Probability! On Nature’s Uncertainty: Part 2

Probability! On Nature’s Uncertainty: Part 2

Well hello there!

If you landed here by chance, I suggest you read Part 1 before continuing. It’s got some juicy bits!

As we saw in the previous article, probability is a measure of uncertainty. However, that article was limited to a discussion of discrete events or random variables i.e. picking a blue or red box, an orange or green ball etc. We now extend this notion to continuous variables such as banana weights, hut temperatures, pressures, amount of rainfall in the jungle etc.

Our first tool is the Cumulative Distribution Function!

Cumulative Distribution Functions

Continuous random variables can take on any value in the set of real numbers i.e. \smash{\mathit{X\: \epsilon\: \mathbb{R}}}. The problem however, is that probability lies between 0 and 1.

As a result, we need a function that squashes down the set of real numbers to the interval 0 and 1. That is where we define the Cumulative Distribution Function (CDF).
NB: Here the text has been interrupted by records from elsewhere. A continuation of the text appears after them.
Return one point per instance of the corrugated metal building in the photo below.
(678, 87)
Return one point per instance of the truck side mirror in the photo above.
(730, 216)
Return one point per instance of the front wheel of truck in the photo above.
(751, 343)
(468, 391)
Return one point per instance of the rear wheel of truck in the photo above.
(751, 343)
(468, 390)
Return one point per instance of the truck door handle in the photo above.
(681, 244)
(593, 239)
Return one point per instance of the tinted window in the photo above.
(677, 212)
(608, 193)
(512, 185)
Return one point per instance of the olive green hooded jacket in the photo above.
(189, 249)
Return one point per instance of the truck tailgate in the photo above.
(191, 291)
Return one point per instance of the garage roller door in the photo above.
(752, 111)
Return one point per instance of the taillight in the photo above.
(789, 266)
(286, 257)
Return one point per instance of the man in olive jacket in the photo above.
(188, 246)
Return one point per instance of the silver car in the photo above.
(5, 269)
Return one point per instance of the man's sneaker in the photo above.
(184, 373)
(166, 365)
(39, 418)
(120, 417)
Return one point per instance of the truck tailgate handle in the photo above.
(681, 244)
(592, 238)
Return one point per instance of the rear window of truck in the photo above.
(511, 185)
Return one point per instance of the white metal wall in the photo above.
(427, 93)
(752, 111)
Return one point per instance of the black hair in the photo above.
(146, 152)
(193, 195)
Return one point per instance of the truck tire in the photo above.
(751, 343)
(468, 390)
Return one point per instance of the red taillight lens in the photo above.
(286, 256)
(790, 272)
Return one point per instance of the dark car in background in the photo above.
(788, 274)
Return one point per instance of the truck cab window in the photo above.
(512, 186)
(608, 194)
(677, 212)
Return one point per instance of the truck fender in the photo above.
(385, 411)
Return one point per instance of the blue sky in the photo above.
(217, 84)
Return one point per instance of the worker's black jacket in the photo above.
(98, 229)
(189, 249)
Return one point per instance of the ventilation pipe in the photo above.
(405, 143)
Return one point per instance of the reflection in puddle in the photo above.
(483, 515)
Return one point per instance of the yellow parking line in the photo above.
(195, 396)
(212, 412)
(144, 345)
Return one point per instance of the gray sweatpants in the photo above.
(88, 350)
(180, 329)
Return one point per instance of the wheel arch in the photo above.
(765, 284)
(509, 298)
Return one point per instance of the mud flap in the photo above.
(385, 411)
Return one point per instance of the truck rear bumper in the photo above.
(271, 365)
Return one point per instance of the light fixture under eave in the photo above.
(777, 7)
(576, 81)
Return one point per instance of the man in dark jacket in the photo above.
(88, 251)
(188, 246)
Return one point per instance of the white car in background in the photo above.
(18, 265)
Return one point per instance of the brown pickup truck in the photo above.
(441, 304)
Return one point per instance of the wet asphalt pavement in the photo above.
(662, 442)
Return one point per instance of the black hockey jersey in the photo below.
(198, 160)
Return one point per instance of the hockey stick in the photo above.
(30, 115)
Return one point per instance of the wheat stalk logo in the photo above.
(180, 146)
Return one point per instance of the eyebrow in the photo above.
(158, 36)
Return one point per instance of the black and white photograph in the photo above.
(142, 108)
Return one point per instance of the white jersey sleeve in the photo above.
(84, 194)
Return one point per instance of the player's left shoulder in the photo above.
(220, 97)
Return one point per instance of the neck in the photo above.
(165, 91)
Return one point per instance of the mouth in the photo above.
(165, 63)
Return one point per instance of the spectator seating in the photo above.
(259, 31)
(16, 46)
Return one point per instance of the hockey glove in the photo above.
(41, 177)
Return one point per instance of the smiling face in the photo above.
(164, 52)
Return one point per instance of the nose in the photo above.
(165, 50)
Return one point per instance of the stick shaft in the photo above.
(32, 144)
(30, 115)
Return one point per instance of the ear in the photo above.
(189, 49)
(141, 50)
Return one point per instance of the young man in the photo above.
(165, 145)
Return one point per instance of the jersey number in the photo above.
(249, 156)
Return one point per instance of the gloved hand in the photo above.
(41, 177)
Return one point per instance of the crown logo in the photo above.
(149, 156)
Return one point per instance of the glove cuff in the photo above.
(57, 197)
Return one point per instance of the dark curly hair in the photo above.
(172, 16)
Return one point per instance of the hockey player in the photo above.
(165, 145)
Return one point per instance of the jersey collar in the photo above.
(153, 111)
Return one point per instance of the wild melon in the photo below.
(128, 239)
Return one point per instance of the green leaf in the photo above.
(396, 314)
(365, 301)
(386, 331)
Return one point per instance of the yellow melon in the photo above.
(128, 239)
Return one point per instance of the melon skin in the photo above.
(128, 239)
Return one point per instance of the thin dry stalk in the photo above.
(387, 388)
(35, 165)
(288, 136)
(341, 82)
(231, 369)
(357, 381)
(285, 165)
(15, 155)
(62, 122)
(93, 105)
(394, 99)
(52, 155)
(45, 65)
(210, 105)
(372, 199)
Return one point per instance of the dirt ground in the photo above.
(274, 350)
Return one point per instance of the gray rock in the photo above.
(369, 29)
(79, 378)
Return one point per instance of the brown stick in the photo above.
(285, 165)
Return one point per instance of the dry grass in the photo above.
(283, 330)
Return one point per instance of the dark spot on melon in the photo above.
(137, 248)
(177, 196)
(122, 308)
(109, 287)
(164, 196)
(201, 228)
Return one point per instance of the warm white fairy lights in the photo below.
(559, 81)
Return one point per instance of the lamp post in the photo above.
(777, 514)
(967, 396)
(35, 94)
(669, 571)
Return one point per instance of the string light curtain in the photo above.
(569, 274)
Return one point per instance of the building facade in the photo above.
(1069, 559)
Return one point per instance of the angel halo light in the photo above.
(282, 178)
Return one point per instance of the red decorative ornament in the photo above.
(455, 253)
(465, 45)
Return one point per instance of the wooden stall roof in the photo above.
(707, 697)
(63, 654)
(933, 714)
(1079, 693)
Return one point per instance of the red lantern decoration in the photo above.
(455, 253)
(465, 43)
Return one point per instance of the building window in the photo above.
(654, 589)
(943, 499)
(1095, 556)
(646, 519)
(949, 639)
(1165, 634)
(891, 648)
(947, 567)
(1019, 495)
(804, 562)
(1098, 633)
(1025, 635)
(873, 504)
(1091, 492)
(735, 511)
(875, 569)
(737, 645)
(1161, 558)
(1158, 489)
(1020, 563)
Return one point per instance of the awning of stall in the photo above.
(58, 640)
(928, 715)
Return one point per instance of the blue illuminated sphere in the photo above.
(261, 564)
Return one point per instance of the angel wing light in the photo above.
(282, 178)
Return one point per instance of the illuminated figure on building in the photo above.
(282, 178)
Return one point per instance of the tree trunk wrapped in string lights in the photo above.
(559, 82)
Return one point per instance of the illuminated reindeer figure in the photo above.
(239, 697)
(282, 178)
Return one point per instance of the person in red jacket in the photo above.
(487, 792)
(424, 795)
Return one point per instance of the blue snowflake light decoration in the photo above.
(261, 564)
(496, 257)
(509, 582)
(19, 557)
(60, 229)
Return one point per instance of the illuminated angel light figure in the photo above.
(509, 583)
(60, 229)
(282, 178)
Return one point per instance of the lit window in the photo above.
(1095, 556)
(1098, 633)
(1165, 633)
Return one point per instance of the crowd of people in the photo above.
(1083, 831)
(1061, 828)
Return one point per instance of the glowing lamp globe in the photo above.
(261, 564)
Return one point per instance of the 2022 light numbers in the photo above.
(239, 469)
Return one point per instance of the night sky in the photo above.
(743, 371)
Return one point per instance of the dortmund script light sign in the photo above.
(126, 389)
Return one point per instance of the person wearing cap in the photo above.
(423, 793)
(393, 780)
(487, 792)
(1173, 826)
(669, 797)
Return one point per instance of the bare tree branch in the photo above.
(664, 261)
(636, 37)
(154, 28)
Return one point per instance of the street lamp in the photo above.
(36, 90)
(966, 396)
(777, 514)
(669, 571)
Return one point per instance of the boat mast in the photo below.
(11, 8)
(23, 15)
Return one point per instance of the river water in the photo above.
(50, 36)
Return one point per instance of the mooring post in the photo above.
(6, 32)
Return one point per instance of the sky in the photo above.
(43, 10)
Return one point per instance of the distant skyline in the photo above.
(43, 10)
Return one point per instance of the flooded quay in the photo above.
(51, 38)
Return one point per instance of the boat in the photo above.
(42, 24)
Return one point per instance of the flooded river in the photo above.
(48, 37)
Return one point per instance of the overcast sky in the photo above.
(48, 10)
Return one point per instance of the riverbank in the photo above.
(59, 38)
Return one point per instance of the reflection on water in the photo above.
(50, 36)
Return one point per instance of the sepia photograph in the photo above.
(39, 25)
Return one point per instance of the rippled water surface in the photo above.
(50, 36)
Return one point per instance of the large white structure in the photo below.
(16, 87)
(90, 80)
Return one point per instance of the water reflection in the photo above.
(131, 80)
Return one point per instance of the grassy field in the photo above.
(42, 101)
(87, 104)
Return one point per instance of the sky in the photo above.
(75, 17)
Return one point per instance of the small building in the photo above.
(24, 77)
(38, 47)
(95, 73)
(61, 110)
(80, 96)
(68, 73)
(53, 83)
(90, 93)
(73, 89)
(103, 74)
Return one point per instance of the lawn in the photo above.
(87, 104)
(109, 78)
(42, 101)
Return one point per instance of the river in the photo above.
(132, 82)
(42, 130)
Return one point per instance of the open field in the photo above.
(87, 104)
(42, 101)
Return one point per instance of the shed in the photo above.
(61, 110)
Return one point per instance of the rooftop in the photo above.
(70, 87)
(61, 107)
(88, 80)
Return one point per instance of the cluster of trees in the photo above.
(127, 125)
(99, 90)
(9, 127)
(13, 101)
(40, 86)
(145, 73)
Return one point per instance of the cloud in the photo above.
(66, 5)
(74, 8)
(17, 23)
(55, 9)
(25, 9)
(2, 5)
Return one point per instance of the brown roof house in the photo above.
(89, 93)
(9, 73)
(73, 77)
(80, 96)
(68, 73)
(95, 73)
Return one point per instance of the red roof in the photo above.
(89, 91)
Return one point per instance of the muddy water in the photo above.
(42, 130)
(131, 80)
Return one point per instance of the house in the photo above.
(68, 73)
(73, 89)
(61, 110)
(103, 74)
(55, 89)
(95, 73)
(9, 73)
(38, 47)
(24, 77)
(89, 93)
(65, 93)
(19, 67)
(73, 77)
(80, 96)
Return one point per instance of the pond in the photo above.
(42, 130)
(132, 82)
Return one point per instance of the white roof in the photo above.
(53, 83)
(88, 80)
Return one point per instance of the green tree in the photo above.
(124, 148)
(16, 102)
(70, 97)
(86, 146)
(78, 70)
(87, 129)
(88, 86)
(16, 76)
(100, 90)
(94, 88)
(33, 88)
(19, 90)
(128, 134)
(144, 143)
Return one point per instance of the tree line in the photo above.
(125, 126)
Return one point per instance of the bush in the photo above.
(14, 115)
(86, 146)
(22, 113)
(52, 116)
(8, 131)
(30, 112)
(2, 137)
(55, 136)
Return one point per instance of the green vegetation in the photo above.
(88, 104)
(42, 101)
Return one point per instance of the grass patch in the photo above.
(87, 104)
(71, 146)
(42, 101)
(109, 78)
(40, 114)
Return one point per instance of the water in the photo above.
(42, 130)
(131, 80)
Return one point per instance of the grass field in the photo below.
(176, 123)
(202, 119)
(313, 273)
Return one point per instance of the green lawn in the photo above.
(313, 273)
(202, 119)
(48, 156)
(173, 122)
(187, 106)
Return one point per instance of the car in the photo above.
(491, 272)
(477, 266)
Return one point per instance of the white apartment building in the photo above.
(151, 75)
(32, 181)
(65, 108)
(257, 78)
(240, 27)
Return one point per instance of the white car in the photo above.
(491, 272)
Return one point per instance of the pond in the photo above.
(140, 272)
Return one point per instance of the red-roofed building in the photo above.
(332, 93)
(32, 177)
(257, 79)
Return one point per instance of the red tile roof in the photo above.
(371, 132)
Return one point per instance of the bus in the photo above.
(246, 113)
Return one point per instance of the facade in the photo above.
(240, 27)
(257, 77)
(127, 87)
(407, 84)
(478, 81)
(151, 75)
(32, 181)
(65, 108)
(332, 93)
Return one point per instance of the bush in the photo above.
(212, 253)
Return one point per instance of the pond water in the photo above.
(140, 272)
For the purposes of this article a CDF of \mathit{X} will be denoted as \mathit{F_X(x)}.

Any \mathit{F_X(x)} has the following properties:

  1. \mathit{F_X(x) \colon \mathbb{R} \mapsto [0, 1]}
  2. \mathit{F_X(x)} is the \mathit{P(X \leq x)}

It is particularly important to note that the CDF gives the probability that a random variables is less than or equal to a specific value. Popular CDFs are presented in Figure 1 below.

Figure 1: Outlining Common CDFs

The Logistic Sigmoid is an important CDF as it represents a lot of natural processes in the universe. Other examples include the Exponential CDF or the Uniform CDF.

Probability Density Functions

Another, way of representing the CDF is through its derivative.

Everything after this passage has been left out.